I never really played over major pentatonic. I was adverse to it and so I didn’t have all of the patterns and fingerings that you needed to be fluid and fluent over those styles. I kind of bungled those first couple of shows with Billy and Mickey. I’m sure they sound great but for me I wasn’t comfortable. It opened something up for me where I was like, “Whoa, this music, these songs are unbelievable. This music is incredible.” 

That period of time—2014 to 2017—when I played with Bob [Weir] at Brooklyn Bowl for a HeadCount benefit and did shows with Billy and Mickey at the 9:30 Club and we did Red Rocks, I had to get more and more comfortable over that music. Eventually, I started a band with John Kadlecik called the West Philly Fadeaway, and I did four or five shows with Kadlecik and he sat me down after one of them and was like, “Can I show you the trick?” I was like, “Please, show me the trick. I’m struggling here. I’m landing on the wrong note every single time. What am I doing wrong?” And he showed me the trick. There’s passing tones in the pentatonic scale that if you use the passing tones you always land in the right spot. It’s a five-note scale. If you add two more notes in and make it a seven-note scale, you’re always landing on a one or a five like you’re landing on a chord tone. So, he was like, “Here’s how you can get to the right note. You just add these two notes in when you’re in major pentatonic. Add these two notes in when you’re in minor pentatonic.”

That little lesson changed my whole playing style. Everything changed after that point. A lot of people have told me in the last two or three years that they’re impressed with the amount of progression there’s been in my bass playing since the pandemic because during the pandemic we had all the time in the world to practice. You can’t practice when you’re touring all the time.

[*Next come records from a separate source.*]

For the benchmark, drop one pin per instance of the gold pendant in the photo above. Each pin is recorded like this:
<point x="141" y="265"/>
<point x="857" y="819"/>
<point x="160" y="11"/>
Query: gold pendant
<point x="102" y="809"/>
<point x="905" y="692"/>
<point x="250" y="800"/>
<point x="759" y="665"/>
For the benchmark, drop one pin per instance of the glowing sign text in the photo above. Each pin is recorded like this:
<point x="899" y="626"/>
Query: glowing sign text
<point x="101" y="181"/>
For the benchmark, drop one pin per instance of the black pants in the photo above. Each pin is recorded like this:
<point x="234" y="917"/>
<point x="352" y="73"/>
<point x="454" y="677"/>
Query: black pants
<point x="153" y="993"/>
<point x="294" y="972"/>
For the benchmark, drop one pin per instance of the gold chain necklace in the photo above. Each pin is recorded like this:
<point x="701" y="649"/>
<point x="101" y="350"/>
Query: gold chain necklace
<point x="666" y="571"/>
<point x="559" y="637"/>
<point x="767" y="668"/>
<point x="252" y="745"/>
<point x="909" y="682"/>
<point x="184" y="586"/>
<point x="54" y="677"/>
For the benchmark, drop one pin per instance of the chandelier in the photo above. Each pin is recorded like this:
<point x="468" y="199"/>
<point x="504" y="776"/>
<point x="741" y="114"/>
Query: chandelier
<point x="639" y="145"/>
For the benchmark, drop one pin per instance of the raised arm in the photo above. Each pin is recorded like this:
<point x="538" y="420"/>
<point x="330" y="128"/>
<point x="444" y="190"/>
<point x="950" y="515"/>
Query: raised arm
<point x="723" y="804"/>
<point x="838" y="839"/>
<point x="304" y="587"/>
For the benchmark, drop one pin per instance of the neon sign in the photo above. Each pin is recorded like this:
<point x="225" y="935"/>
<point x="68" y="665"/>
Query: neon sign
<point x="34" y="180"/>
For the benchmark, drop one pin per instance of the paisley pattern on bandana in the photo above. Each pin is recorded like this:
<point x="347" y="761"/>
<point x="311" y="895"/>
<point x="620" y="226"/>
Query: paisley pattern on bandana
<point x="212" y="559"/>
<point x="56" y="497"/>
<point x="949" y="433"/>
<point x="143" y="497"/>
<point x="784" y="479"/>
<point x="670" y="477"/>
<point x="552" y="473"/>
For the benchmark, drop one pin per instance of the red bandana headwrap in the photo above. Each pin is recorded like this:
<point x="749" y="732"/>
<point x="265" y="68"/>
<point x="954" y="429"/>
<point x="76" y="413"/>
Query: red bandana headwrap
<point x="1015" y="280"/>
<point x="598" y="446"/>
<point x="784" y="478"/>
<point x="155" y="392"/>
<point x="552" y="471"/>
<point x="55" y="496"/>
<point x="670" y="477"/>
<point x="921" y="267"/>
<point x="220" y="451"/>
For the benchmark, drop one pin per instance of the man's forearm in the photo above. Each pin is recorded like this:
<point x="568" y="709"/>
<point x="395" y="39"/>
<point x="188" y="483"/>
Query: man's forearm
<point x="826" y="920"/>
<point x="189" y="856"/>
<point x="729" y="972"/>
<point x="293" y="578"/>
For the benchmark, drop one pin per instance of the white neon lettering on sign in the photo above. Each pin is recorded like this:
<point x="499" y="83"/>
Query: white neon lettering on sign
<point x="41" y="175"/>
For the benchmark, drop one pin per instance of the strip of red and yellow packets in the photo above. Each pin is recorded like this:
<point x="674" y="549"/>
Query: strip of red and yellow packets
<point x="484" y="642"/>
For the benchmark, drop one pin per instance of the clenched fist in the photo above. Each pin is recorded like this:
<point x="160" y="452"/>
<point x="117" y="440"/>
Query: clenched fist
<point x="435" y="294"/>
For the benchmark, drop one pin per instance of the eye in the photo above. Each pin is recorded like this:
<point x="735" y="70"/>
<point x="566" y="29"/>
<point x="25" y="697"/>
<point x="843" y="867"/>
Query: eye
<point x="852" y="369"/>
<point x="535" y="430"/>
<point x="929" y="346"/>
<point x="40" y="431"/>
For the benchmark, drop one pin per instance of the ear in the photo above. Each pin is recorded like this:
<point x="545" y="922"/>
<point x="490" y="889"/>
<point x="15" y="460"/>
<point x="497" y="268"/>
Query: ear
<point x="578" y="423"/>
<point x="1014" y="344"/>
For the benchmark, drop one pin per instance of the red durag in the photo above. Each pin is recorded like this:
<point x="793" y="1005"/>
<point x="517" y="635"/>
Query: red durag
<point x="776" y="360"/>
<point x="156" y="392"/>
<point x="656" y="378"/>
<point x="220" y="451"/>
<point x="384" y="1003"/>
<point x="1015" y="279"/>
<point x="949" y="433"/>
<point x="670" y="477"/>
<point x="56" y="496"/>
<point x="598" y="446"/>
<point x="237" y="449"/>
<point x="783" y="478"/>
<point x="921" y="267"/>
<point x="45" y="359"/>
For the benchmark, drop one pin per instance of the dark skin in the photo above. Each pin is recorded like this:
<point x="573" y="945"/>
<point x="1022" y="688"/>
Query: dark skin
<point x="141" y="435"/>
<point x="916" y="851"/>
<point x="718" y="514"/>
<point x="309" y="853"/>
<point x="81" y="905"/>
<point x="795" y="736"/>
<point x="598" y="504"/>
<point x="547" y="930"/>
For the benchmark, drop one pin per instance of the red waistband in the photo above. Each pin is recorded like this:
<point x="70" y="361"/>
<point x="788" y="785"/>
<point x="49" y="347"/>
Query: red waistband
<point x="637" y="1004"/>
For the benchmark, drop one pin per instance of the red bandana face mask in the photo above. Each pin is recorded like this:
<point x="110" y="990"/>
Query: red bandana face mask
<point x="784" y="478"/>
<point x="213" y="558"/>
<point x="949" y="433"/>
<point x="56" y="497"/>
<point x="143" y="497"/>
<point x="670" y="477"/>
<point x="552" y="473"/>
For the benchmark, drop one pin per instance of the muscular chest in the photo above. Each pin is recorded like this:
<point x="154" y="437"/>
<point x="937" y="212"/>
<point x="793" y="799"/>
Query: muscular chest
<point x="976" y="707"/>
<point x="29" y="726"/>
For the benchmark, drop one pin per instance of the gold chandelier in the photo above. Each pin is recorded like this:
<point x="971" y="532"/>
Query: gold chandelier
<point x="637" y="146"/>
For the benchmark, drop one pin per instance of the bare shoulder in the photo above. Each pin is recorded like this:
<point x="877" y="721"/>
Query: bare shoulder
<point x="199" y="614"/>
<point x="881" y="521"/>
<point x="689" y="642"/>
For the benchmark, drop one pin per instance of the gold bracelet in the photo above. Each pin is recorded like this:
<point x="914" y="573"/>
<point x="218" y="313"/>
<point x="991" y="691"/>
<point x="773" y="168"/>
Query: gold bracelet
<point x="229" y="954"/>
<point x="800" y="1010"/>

But, it was like the Grateful Dead came back into my life, and then through learning it and playing it and talking about it and happening into people who are noticing me struggling through something and they want to show you the way, I was able to take that little lesson and apply it to everything I do in improvisation with the Biscuits. “Okay. These two scales work over everything.” Part of the reason that the Grateful Dead always sounds so great, they’ve got these two scales that if you’re in one or the two of them, it’s like, here’s the notes and everything works. It’s a beautiful free for all.

Anyway, that’s the thread from The Beatles and John Lennon dying to the Grateful Dead to deep diving into Phish and then rediscovering the Grateful Dead later and having relationships with them.